Yani Kuzey Atlantik Savunma İttifakı…

Küresel sermayenin koruma gücü…

Türkiye’nin de üyesi olduğu emperyalist bir askeri [militer] pakt…

Daha vurgulu bir ifadeyle, emperyalizmin silahlı gücü…

4 Nisan 1949’da kuruldu. 12 ülke tarafından…

ABD, İngiltere, Belçika, Fransa, Lüksemburg, Hollanda, Kanada, Danimarka, İzlanda, İtalya, Norveç ve Portekiz tarafından Washington’da imzalandı.

1952’de Türkiye ve Yunanistan üye oldu.

1955’te Almanya, 1982’de İspanya, 1999’da Çek Cumhuriyeti, Macaristan ve Polonya üye oldu.

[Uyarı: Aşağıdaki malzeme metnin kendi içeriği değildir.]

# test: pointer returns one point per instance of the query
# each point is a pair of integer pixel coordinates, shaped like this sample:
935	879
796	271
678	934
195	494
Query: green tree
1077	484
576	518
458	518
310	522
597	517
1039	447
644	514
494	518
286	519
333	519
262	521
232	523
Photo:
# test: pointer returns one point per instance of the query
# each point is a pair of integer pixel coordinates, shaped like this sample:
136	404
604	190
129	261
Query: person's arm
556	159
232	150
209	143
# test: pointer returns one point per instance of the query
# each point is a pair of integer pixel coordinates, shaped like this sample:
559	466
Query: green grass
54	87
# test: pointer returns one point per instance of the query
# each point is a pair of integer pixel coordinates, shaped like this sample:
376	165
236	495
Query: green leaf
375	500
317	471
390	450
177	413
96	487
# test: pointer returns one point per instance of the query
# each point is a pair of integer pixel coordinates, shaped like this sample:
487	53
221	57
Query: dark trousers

2004’te Bulgaristan, Estonya, Letonya, Litvanya, Romanya, Slovakya ve Slovenya üye oldu.

2009’da Hırvatistan ve Arnavutluk, 2017’de Karadağ üye oldu.

Ve son olarak Mart 2020’de Kuzey Makedonya’nın katılımıyla, bugün 30 üyeli bir askeri güç oldu.

***

Bugün NATO demek ABD demektir.

Yüzyılımızın ve modern dünyanın haçlı ordusu gibi…

ABD emperyalizminin hegemonyasını güçlendirme ve sürekli kılmanın bir aracı…

14 maddelik anlaşma metninin 5’inci maddesinde der ki;

“İçlerinden bir veya daha çoğuna yöneltilecek silahlı bir saldırının, hepsine yöneltilmiş bir saldırı olarak değerlendirileceği…”

Yani NATO üyesi herhangi bir ülkeye yapılacak saldırı, tüm NATO üyesi ülkelere yapılmış sayılacaktır.

Evet, böyle deniliyor ama:

Kıbrıs savaşında Türkiye yalnız bırakılmıştır. Üstelik silah ambargosu uygulanmıştır.

Türkiye’yi rahatsız eden tüm terör örgütleri, NATO üyesi bir kısım devletler tarafından silahlandırılmakta ve donatılmaktadır.

Ermenistan’la yaşanan sorunlarda, sürekli Ermenistan yanında yer alınmaktadır.

***

NATO her yıl ya da aralıklı olarak, yeni olguları değerlendirmek ve üyelerine yeni görevler vermek için zirve toplantısı yapar.

Ve 14 Temmuz 2021 günü de ittifakın merkezi olan Brüksel’de toplandı.

Zirvenin gündemi, gelecek 10 yıllık yol haritasının belirlenmesi, stratejilerin güncellenmesi idi.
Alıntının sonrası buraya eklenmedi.